Acting SEC chairman Michael Piwowar had strong words about the Department of Labor’s fiduciary rule at the Investment Adviser Association Compliance Conference on Thursday.

“I have a very nuanced view of the DOL fiduciary duty rule. I think it is a terrible, horrible, no good, very bad rule,” said Piwowar. “For me that rule was never ever about investor protection. To me, that rule, it was about one thing and it was about enabling trial lawyers to increase profits.”

According to the DOL fiduciary rule, all who provide retirement investment advice to plans, plan fiduciaries and IRAs are required to abide by a more rigorous “fiduciary” standard.

His blasting of the regulation comes just days after the Department of Labor proposed a 60-day delay of the rule’s original implementation date of April 10th. The proposed delay would allow the agency to conduct a review of the rule as ordered by President Trump in a presidential memorandum issued in early February.

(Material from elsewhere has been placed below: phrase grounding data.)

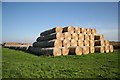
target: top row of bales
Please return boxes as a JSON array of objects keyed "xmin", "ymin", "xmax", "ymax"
[{"xmin": 40, "ymin": 26, "xmax": 96, "ymax": 36}]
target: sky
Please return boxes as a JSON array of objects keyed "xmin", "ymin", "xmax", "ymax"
[
  {"xmin": 2, "ymin": 2, "xmax": 118, "ymax": 43},
  {"xmin": 2, "ymin": 0, "xmax": 120, "ymax": 2}
]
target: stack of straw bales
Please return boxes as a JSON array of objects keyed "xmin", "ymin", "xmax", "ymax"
[
  {"xmin": 29, "ymin": 26, "xmax": 114, "ymax": 56},
  {"xmin": 3, "ymin": 42, "xmax": 32, "ymax": 51}
]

Opponents of the regulation share Piwowar’s view that the fiduciary rule will leave advisors vulnerable to expensive class action lawsuits on behalf of disgruntled investors, as well as the belief that the rule will result in added compliance expenses that will likely eliminate affordable investment advice for many low- and middle-income savers.

Those in favor believe the rule is necessary to protect retirement savers from conflicted investment advice given by advisors that receive high commissions for the products they recommend.